Murray told Maxwell if he ever considered training horses again to consider him as a partner for yearling prospects. Maxwell has been back training full-time for four years after giving up on conditioning horses to commit full-time to coaching. They began two years ago when Maxwell took him on as a partner with Steel Reserve, a $22,000 Credit Winner yearling. The horse has won two of 13 races and banked $32,624. Another horse, Home ‘N Dry, a $19,000 Credit Winner yearling, has won two of 16 and $90,444. He races in a New York Sires Stakes Saturday night at Vernon Downs.
“He’s been a great owner, a really good guy,” Maxwell said of Murray. “Hopefully we get lucky one day and get a good one together. He told me he wants to get good ones. If we have to spend more, we’ll spend more.”
Murray says he loves looking over the sales catalogues.

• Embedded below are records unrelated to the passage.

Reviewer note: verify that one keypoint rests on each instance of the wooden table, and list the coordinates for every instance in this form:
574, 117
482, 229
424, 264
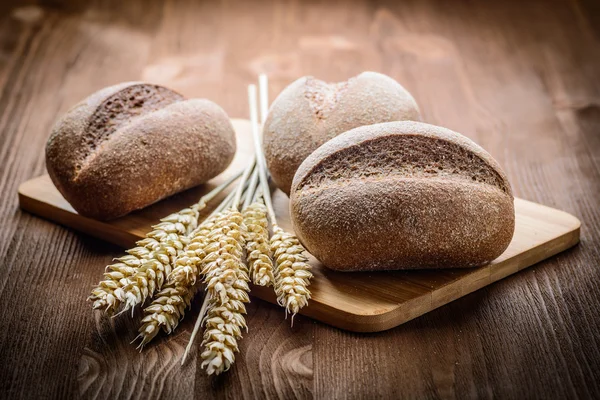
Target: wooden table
520, 78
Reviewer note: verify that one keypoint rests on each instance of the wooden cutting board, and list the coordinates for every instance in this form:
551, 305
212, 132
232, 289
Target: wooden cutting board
362, 302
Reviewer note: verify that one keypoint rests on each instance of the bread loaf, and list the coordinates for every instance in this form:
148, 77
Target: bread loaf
130, 145
402, 195
309, 112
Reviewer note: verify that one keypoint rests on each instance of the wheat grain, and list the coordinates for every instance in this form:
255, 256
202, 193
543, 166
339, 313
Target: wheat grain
226, 278
258, 252
152, 253
145, 263
166, 310
169, 304
167, 240
292, 271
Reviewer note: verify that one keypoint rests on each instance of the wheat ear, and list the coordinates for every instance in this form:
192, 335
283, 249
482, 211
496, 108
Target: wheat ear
155, 249
292, 271
226, 278
258, 251
169, 304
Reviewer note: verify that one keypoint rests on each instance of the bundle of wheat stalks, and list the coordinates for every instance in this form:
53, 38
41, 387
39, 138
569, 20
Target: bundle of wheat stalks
229, 248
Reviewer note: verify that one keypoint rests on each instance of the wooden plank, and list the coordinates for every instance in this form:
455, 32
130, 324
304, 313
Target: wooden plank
362, 302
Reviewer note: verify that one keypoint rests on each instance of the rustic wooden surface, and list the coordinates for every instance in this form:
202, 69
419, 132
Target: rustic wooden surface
520, 78
355, 301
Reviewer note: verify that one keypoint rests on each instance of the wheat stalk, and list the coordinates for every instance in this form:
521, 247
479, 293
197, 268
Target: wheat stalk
168, 305
151, 254
258, 251
292, 271
148, 260
226, 278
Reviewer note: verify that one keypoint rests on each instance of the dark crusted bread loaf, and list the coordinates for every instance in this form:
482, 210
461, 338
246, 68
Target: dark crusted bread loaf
130, 145
309, 112
402, 195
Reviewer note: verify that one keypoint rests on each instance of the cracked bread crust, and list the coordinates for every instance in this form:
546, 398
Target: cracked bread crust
309, 112
402, 195
130, 145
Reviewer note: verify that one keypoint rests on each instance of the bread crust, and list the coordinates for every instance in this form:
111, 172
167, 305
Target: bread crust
445, 203
309, 112
138, 157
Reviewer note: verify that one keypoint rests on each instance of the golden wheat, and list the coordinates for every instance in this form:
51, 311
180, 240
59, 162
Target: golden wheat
292, 271
166, 310
145, 264
258, 252
226, 278
168, 305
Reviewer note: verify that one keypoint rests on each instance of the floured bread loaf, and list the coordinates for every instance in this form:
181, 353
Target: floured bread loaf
402, 195
309, 112
130, 145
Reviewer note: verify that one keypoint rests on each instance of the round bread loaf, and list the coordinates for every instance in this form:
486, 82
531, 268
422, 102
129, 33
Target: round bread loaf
402, 195
309, 112
130, 145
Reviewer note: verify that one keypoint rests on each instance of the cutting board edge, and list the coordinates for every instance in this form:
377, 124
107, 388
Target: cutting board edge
357, 322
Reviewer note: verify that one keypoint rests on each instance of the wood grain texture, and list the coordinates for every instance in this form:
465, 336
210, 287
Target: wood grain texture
520, 78
360, 302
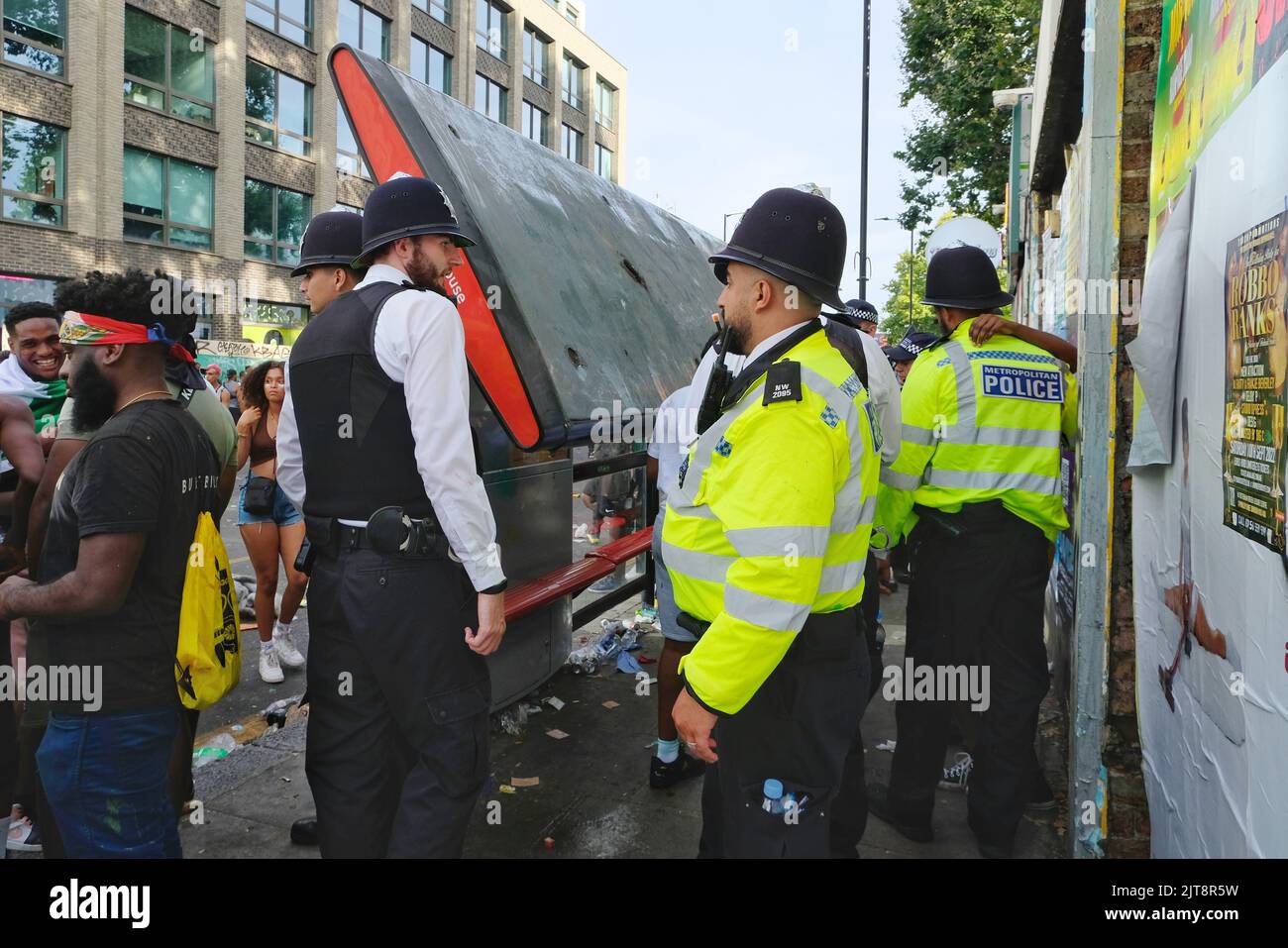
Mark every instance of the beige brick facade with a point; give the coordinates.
(86, 101)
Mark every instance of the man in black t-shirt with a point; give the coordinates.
(112, 572)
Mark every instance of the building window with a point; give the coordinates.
(432, 65)
(273, 324)
(536, 56)
(492, 29)
(364, 29)
(605, 102)
(347, 156)
(438, 9)
(571, 143)
(572, 81)
(35, 34)
(489, 98)
(167, 200)
(167, 67)
(33, 170)
(274, 222)
(535, 124)
(288, 18)
(278, 110)
(603, 161)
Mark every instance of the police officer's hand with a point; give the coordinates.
(487, 639)
(695, 724)
(984, 327)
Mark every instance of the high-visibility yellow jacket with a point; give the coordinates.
(771, 519)
(980, 423)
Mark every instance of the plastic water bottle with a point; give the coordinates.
(773, 796)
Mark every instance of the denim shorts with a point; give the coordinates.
(668, 612)
(106, 779)
(283, 511)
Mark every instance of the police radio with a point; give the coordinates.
(719, 381)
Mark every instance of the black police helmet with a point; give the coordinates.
(406, 206)
(911, 347)
(964, 278)
(862, 311)
(795, 236)
(331, 239)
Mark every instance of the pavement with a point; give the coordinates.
(568, 784)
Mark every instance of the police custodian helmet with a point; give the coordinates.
(964, 278)
(331, 239)
(406, 206)
(795, 236)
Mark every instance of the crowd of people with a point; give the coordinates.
(815, 460)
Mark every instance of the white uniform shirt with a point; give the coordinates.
(670, 425)
(420, 344)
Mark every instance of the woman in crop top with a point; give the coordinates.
(269, 537)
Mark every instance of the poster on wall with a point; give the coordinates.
(1214, 52)
(1252, 450)
(1210, 583)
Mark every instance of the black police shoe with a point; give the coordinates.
(304, 832)
(879, 805)
(664, 776)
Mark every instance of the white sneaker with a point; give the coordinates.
(269, 669)
(284, 647)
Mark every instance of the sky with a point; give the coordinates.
(729, 98)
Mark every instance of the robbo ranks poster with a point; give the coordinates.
(1252, 451)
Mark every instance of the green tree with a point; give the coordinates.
(896, 322)
(954, 54)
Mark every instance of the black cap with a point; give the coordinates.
(911, 346)
(862, 311)
(331, 237)
(795, 236)
(964, 278)
(406, 206)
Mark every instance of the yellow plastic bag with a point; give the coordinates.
(207, 664)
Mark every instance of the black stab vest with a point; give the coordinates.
(356, 438)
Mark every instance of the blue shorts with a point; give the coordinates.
(283, 511)
(668, 612)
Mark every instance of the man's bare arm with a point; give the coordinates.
(98, 586)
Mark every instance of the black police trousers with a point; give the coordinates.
(850, 809)
(977, 599)
(397, 750)
(797, 729)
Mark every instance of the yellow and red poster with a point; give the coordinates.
(1252, 450)
(1212, 53)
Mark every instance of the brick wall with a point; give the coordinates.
(35, 97)
(434, 33)
(281, 53)
(278, 167)
(1128, 810)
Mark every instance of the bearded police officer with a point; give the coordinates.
(765, 540)
(406, 590)
(331, 243)
(977, 491)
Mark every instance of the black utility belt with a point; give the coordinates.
(389, 531)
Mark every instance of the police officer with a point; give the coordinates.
(977, 491)
(406, 597)
(331, 243)
(765, 540)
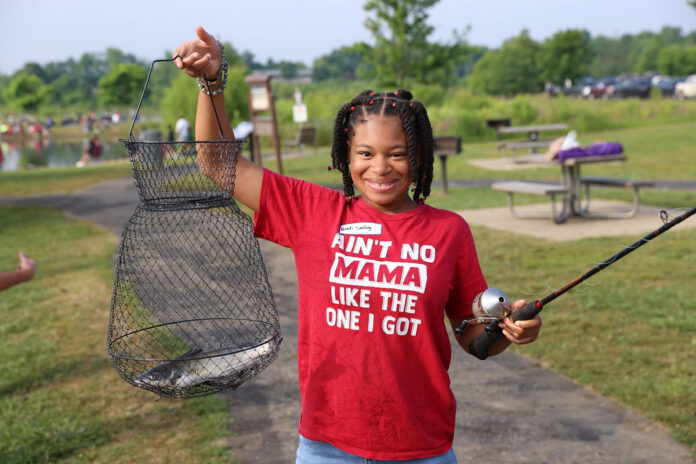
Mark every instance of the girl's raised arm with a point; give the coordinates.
(199, 57)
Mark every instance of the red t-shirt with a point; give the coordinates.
(374, 289)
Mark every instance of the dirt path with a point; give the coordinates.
(511, 409)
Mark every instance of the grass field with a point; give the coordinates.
(630, 335)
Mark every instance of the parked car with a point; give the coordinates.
(666, 86)
(576, 90)
(636, 87)
(686, 89)
(598, 89)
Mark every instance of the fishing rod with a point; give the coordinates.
(493, 305)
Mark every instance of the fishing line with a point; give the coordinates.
(497, 310)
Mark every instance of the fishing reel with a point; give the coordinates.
(489, 307)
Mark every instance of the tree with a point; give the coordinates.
(401, 48)
(122, 86)
(566, 55)
(26, 92)
(511, 70)
(342, 63)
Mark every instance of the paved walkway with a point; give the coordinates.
(511, 409)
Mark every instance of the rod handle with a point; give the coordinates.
(480, 345)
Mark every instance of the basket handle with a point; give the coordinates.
(147, 81)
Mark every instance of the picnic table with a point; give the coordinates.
(533, 142)
(574, 190)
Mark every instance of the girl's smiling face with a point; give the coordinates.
(379, 167)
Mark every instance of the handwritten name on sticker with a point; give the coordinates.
(361, 228)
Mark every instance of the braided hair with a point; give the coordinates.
(416, 125)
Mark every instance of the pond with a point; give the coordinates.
(28, 153)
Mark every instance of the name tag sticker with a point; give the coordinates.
(361, 228)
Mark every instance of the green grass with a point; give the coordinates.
(42, 181)
(61, 401)
(628, 336)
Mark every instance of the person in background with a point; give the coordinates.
(182, 129)
(24, 272)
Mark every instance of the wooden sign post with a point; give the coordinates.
(261, 103)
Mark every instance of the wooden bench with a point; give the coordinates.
(304, 136)
(530, 144)
(636, 185)
(534, 188)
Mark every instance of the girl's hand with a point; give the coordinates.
(521, 332)
(199, 57)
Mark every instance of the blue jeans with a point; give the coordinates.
(318, 452)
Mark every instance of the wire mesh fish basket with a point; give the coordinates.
(192, 312)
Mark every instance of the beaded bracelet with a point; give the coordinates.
(221, 77)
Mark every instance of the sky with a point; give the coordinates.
(43, 31)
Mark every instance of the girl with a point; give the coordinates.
(377, 274)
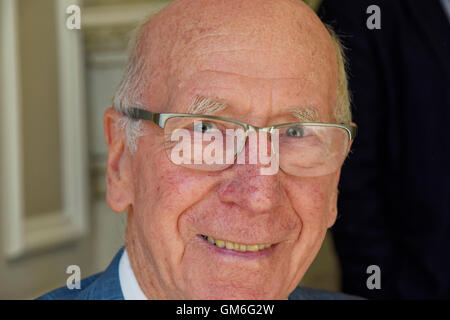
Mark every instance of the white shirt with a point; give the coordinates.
(130, 287)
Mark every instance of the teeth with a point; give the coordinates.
(237, 246)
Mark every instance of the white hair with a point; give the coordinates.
(135, 80)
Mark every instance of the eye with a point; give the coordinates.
(297, 132)
(204, 127)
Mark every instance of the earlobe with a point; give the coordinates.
(118, 173)
(333, 211)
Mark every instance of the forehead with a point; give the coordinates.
(281, 55)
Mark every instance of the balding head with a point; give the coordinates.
(262, 62)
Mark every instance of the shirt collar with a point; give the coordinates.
(130, 287)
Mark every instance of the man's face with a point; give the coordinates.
(261, 73)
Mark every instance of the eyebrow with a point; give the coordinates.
(206, 105)
(309, 114)
(209, 105)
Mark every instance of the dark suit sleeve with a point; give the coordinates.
(361, 232)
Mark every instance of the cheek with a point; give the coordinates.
(310, 198)
(164, 191)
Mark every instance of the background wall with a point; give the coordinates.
(106, 25)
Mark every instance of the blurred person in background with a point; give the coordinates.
(394, 201)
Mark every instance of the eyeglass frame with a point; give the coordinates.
(160, 119)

“I’ve been doing that for years. My down time from hockey in the fall is the sales catalogues. I’m doing that right now for the Lexington and Harrisburg sales. I do my scouting of horses through the bloodlines. Brad is the guy that watches the videos. I watch the videos, too, and some horses can jump out as being athletic, but even though I’ve been around them all my life it was never what I wanted to do as a job. I defer to Brad when it comes to confirmation and things like that.
“I’ve been in it a long time and never with a large amount of horses or anything that was worth much, and I was quite satisfied with that. I had a buddy who started working for my dad way back and decided he wanted to get back into it as a trainer so I tried to support him. We just claimed horses from Rideau-Carlton and that was kind of the game. We had a couple we were able to send to Toronto that ended up being good claims, so that got me interested in racing more than just where I grew up at Connaught Park (in Ottawa), which is no longer there and Rideau.”
Because of his job, he has the financial means to buy better stock.
“I’m not looking to branch out and try and become a millionaire and get the big horse,” he says. “I think we can get the big horse in the price range we’re buying as partners. I’m quite satisfied with that right now. I think you can ruin them by going too fast too quick. I like Brad’s approach.
“Your wallet dictates what you’re looking for. I certainly look for the breeding and the producers, and those are the more expensive ones. I don’t necessarily have to see a full-brother or a full-sister that’s made a million dollars because I probably can’t afford that one, but there’s certain families that I like. Good families are good families because they keep producing good racehorses, so that’s why we consider them good families. Right now I’m very content with the partnerships. It allows me to buy one or two more than we bought this past fall. We had four two-year-olds. We sold two and have one that’s turned out.
“Partnerships allow you to be involved in more horses. I’m not trying to make a living at it. Even if I only own a quarter or a third of 10 versus owning two by myself I think that gives me a better chance of getting two your dreams like the Little Brown Jug or a regional stake series or the Hambletonian or the William Wellwood. The more darts you can throw the better chance you have.”